Bouchardatia neurococca, commonly known as union nut, is a species of small rainforest tree that is endemic to eastern Australia. It has pinnate leaves with three or five narrow elliptical leaflets, white flowers arranged in panicles, and oval follicles.

==Description==
Bouchardatia neurococca is a tree that typically grows to a height of 8 m and has smooth greyish brown to dark brown bark. The leaves are arranged in opposite pairs and pinnate with three or five narrow elliptical to lance-shaped leaves with the narrow end towards the base. The leaves are 100–200 mm long on a petiole 20–50 mm long, the leaflets 55–130 mm long and 10–50 mm wide.

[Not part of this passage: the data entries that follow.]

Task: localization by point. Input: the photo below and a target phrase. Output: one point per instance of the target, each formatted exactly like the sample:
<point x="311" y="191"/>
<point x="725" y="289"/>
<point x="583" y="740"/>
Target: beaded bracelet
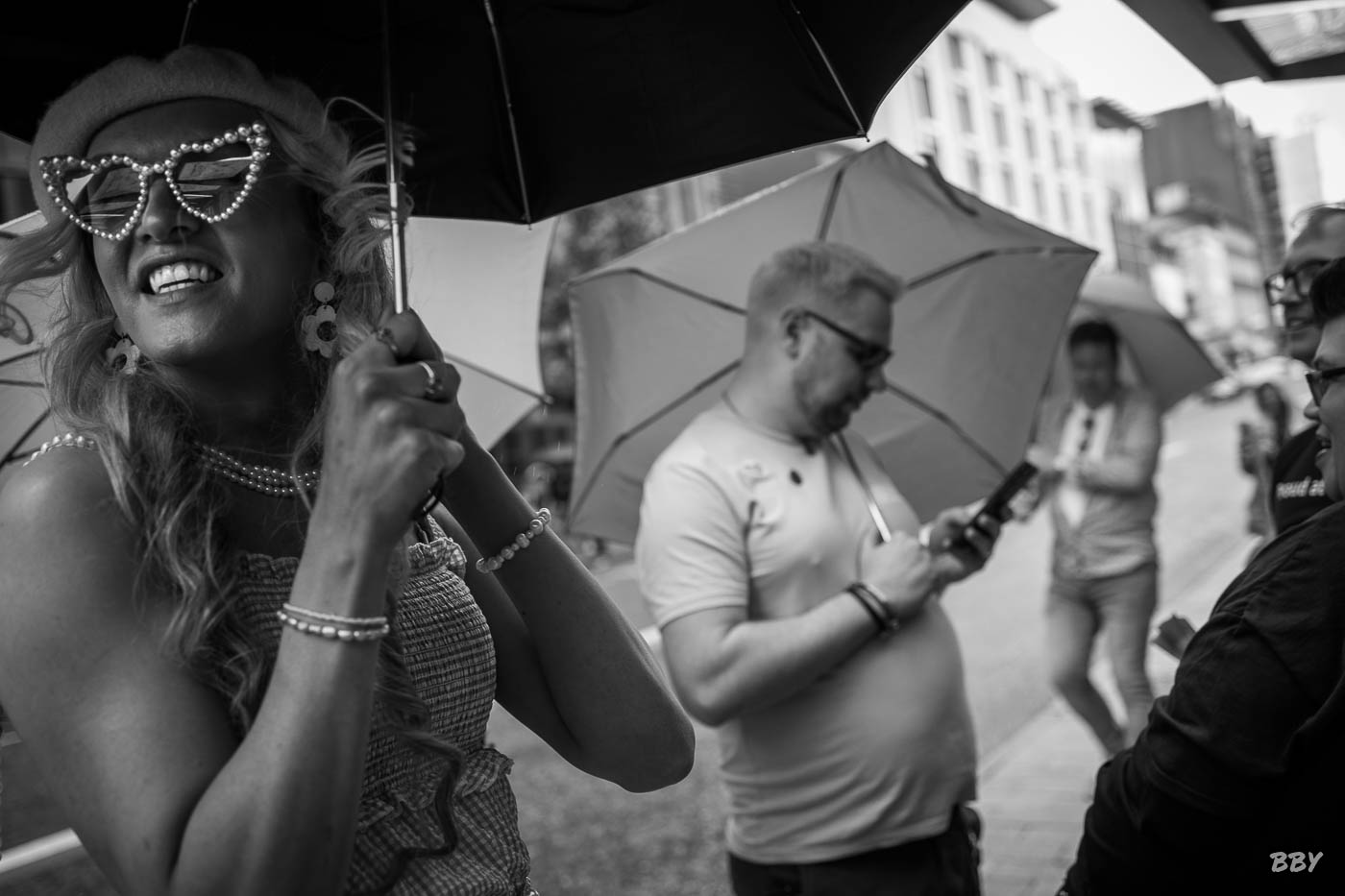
<point x="333" y="633"/>
<point x="350" y="621"/>
<point x="883" y="618"/>
<point x="541" y="520"/>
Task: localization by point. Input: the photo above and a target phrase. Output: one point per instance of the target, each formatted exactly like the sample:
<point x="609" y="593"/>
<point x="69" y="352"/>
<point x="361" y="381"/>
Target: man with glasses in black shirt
<point x="1295" y="485"/>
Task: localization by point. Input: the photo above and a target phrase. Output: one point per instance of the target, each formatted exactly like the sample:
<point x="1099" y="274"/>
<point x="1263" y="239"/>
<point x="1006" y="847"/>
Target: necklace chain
<point x="268" y="480"/>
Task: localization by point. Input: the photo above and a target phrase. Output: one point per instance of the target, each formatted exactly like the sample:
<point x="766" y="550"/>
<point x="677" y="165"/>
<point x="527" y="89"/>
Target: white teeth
<point x="181" y="275"/>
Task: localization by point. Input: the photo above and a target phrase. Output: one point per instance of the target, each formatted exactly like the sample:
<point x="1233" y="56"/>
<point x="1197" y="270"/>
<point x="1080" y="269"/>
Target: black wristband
<point x="883" y="618"/>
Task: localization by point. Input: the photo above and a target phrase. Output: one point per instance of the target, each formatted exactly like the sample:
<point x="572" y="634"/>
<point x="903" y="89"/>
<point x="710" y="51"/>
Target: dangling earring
<point x="320" y="326"/>
<point x="124" y="354"/>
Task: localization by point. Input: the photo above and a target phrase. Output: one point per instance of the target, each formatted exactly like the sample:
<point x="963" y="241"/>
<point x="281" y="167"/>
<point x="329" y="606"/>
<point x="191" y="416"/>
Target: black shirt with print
<point x="1297" y="487"/>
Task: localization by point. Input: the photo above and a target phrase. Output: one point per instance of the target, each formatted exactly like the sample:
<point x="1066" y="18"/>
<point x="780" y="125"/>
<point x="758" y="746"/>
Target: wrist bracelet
<point x="877" y="608"/>
<point x="541" y="520"/>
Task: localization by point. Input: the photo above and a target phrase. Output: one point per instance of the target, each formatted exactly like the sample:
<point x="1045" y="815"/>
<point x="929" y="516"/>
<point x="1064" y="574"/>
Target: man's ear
<point x="791" y="325"/>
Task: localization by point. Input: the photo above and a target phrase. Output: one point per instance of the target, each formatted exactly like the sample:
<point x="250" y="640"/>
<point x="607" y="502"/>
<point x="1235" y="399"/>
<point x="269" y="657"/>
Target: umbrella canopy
<point x="659" y="331"/>
<point x="1268" y="39"/>
<point x="528" y="108"/>
<point x="1157" y="352"/>
<point x="477" y="284"/>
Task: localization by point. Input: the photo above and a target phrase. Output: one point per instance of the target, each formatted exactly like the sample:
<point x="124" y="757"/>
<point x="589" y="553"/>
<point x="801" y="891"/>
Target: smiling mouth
<point x="179" y="275"/>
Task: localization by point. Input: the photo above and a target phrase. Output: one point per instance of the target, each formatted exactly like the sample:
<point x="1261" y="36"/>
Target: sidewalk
<point x="1038" y="785"/>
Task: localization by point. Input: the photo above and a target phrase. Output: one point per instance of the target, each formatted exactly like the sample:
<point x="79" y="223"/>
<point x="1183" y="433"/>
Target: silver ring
<point x="385" y="336"/>
<point x="433" y="385"/>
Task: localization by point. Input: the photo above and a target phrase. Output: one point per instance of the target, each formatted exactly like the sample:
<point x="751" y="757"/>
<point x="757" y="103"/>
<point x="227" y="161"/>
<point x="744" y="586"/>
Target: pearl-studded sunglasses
<point x="210" y="180"/>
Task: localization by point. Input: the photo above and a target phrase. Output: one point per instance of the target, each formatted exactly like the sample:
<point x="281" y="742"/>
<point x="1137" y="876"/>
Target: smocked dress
<point x="451" y="658"/>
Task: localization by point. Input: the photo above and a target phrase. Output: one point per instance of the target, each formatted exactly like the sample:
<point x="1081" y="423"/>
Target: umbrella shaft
<point x="394" y="182"/>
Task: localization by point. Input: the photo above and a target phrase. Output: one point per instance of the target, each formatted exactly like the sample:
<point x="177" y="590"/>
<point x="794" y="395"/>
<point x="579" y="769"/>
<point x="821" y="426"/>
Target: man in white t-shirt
<point x="1098" y="451"/>
<point x="819" y="651"/>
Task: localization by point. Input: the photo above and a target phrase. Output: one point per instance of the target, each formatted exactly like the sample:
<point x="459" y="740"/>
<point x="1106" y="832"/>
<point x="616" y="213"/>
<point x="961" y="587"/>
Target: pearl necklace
<point x="268" y="480"/>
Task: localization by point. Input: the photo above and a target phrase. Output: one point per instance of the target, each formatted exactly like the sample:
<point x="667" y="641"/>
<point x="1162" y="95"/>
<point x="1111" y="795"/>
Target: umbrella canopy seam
<point x="648" y="422"/>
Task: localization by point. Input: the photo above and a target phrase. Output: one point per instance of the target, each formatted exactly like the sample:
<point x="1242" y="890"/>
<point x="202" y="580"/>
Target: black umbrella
<point x="528" y="108"/>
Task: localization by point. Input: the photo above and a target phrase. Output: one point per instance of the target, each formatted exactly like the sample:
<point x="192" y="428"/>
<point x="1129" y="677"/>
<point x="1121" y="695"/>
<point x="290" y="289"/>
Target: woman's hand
<point x="393" y="428"/>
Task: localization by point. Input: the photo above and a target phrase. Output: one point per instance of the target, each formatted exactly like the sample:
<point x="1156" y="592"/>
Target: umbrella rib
<point x="989" y="254"/>
<point x="833" y="197"/>
<point x="648" y="422"/>
<point x="947" y="422"/>
<point x="10" y="455"/>
<point x="674" y="287"/>
<point x="511" y="383"/>
<point x="508" y="111"/>
<point x="860" y="130"/>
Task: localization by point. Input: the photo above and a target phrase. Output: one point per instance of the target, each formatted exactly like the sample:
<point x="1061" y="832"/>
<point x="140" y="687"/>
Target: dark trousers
<point x="942" y="865"/>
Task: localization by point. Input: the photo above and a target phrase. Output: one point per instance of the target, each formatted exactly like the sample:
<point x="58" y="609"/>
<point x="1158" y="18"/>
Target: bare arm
<point x="140" y="755"/>
<point x="571" y="666"/>
<point x="1133" y="467"/>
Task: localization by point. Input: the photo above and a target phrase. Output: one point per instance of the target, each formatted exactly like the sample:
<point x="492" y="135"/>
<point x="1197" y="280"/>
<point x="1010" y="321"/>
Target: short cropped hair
<point x="830" y="271"/>
<point x="1096" y="332"/>
<point x="1328" y="292"/>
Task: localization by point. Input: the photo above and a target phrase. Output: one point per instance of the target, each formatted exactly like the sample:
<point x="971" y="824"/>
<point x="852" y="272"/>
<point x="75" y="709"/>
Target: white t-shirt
<point x="1087" y="428"/>
<point x="874" y="752"/>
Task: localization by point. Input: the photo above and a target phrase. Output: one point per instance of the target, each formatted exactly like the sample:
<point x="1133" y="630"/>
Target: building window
<point x="955" y="51"/>
<point x="924" y="94"/>
<point x="974" y="174"/>
<point x="1001" y="125"/>
<point x="1011" y="186"/>
<point x="931" y="147"/>
<point x="965" y="110"/>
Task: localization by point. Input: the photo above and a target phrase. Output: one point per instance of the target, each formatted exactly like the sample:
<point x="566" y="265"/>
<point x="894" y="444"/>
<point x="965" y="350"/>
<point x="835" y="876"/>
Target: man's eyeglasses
<point x="1300" y="278"/>
<point x="868" y="354"/>
<point x="1318" y="379"/>
<point x="210" y="180"/>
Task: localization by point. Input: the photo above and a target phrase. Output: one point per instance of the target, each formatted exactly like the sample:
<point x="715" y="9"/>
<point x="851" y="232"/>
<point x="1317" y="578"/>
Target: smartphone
<point x="997" y="505"/>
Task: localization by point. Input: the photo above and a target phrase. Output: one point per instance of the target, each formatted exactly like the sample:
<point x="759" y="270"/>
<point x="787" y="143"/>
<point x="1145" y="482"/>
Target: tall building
<point x="1118" y="159"/>
<point x="1207" y="157"/>
<point x="1216" y="224"/>
<point x="1002" y="120"/>
<point x="15" y="193"/>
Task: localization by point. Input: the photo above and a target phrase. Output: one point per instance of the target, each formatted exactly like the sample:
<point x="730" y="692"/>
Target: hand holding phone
<point x="997" y="506"/>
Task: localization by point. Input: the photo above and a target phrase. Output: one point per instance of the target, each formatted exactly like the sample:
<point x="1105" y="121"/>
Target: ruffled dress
<point x="451" y="658"/>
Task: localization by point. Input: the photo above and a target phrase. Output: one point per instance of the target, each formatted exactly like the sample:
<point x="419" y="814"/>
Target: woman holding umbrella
<point x="246" y="654"/>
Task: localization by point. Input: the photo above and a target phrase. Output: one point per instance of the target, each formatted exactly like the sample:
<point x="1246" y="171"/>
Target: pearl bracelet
<point x="327" y="630"/>
<point x="541" y="520"/>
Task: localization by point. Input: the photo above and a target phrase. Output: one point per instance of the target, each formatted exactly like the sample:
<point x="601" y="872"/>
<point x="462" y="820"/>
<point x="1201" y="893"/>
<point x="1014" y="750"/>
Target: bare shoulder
<point x="57" y="507"/>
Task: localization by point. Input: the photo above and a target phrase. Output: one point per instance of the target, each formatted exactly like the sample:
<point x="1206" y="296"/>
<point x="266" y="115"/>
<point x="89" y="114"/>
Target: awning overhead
<point x="1234" y="39"/>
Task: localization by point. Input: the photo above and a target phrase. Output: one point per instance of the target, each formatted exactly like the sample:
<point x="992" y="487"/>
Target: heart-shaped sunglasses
<point x="210" y="180"/>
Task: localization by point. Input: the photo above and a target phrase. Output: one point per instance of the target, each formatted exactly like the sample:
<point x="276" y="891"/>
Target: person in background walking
<point x="1098" y="452"/>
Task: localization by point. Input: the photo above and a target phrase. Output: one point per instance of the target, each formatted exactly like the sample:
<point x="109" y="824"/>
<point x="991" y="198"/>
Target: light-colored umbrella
<point x="658" y="332"/>
<point x="477" y="285"/>
<point x="1157" y="351"/>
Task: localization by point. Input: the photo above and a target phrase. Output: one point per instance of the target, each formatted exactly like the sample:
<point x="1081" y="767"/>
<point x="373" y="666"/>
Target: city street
<point x="571" y="819"/>
<point x="1203" y="496"/>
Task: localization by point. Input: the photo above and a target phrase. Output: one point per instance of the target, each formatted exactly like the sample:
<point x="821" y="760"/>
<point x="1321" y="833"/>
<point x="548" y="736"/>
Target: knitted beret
<point x="134" y="83"/>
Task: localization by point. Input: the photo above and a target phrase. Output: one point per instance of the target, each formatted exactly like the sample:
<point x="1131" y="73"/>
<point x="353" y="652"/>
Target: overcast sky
<point x="1115" y="54"/>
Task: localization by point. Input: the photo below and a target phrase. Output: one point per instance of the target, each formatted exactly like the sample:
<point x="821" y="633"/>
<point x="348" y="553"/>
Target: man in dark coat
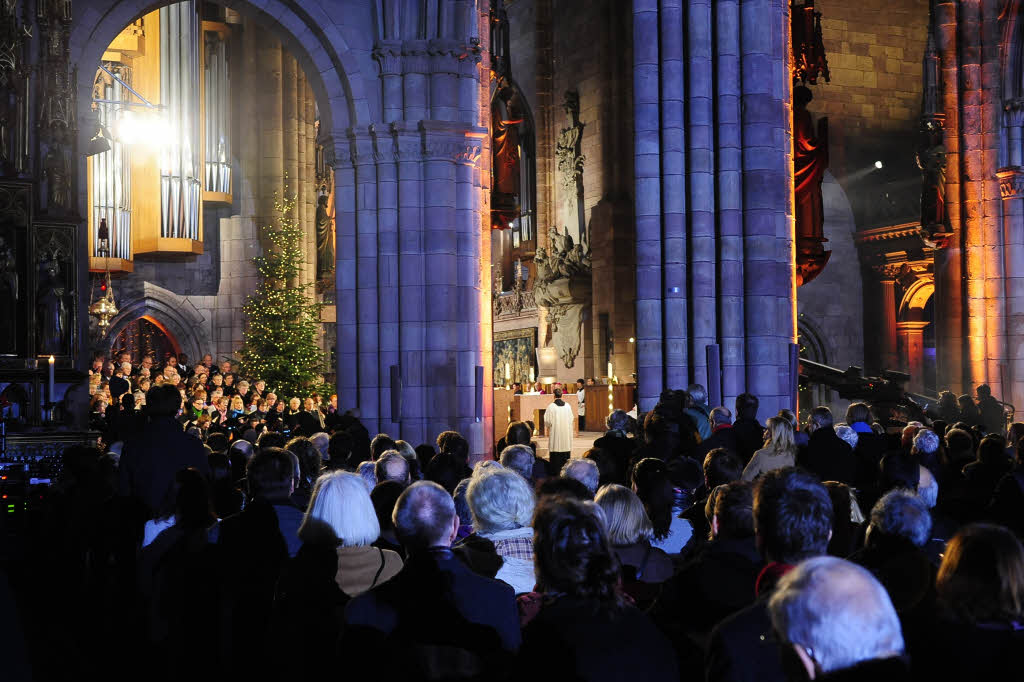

The upper surface of the leaves is glossy dark green, the lower surface yellowish green and there are small, hairy domatia. The flowers are arranged in panicles 50–100 mm long, on the ends of branchlets or in leaf axils, with four sepals 0.8–1.5 mm long, four white petals 4–5 mm long and eight stamens that alternate in length. The fruit is an ovoid follicle 8–10 mm long.

==Taxonomy==
The union nut was first formally described in 1858 by Ferdinand von Mueller who gave it the name Euodia neurococca and published the description in Fragmenta phytographiae Australiae. In 1870, Henri Ernest Baillon changed the name to Bouchardatia neurococca in the journal Adansonia.

==Distribution and habitat==
Bouchardatia neurococca grows in subtropical and dry rainforest from near sea level to an altitude of 730 m and from Mackay in central-eastern Queensland to the Richmond River in north-eastern New South Wales.